Up, up and away for avalanche teams

Handlers and dogs of the Wanaka Search and Rescue search-dog team at their first helicopter...
Handlers and dogs of the Wanaka Search and Rescue search-dog team at their first helicopter exercise for the winter at Treble Cone yesterday. They are (from left) Aspiring Helicopters pilot James Ford, team leader Matt Gunn and Rocket, Brendan Kearns and Millie, Andy Wardell and Tuki, Anna Easthope and Rua and Ra and Callum Grant and Zeffer. Photo by Matt Gunn.
The avalanche dogs of the Southern Lakes region and their handlers spent yesterday dangling on 20m strops, or long-lines, beneath helicopters as they undertook a refresher course at Treble Cone skifield.

Search and Rescue search dogs team leader Matt Gunn, of Albertown, said the five handlers and six dogs came through "exceptionally well".

Mr Gunn said the dogs reflected the confidence of their handlers: "We're in work mode.

"We take it seriously.
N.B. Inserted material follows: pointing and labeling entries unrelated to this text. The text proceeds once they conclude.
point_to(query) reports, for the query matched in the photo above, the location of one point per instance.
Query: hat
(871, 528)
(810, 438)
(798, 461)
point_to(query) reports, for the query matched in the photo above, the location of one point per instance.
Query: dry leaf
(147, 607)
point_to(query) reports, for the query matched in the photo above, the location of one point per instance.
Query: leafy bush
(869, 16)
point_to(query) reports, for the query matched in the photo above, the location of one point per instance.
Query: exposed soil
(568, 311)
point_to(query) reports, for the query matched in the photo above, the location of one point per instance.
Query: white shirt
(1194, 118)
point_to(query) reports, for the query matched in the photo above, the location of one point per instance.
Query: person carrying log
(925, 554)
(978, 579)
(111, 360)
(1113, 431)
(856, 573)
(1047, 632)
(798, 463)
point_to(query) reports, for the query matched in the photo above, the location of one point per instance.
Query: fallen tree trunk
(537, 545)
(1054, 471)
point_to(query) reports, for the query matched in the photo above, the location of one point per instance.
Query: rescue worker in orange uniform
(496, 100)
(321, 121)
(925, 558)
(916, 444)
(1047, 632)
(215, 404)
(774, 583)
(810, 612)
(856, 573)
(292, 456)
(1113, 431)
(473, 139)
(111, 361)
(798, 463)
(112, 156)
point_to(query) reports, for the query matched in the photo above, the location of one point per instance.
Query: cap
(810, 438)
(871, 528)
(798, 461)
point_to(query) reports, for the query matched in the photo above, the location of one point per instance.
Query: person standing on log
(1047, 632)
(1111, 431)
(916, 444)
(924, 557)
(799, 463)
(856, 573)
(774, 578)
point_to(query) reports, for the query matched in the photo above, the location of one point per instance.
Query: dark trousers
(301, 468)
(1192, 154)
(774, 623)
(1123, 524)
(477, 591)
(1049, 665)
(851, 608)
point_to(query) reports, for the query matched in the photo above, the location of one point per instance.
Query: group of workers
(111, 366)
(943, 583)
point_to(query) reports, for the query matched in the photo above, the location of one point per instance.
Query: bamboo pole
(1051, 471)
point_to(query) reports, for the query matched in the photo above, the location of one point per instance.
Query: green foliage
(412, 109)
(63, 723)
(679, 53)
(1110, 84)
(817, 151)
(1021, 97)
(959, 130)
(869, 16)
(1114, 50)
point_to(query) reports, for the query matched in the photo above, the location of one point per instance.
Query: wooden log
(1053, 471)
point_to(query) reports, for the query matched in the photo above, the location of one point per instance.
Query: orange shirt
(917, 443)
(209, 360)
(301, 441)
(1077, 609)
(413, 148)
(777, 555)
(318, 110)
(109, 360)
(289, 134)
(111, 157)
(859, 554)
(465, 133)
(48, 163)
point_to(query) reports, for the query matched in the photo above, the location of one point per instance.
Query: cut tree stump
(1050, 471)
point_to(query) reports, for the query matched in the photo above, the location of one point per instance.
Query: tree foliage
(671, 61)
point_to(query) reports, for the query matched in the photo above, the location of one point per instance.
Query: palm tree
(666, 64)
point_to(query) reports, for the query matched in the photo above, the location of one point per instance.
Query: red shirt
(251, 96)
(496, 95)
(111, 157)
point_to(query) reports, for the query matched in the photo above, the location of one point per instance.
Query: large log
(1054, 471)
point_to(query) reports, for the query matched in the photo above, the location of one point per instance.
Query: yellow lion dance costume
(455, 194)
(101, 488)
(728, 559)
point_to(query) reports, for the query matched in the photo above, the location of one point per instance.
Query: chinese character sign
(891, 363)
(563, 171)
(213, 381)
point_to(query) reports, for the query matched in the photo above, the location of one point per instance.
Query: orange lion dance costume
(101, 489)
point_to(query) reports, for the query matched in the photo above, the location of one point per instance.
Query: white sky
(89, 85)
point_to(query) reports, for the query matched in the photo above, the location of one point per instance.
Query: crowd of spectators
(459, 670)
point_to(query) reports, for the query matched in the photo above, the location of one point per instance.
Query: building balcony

And the dogs pick up on that."

Mr Gunn said the handlers found it "very, very exciting" to be lifted off the skifield car park several hundred metres into the air, while the dogs were less enthusiastic but well-behaved.

"They kind of give you the impression that they know there's no getting out of it and they might as well just relax the best they can and enjoy the ride."

He said the exercise was about refreshing the handlers in protocols around helicopters and use of the strop, and for the dogs, it was important to create a positive association with helicopters.

Mr Gunn said on one occasion, a helicopter carried on its strop - rated to carry 300kg - two members of the cliff rescue team, one dog handler and a dog.

Dogs best suited to avalanche work were those with good work ethics such as collie crosses, Labradors, pointers and springer spaniels.

During the ski season, avalanche dogs and handlers are on standby at all the major skifields in the region.

Mr Gunn said the dog team had one vacancy at present - for a handler with search and rescue experience willing to train a dog for bush searching.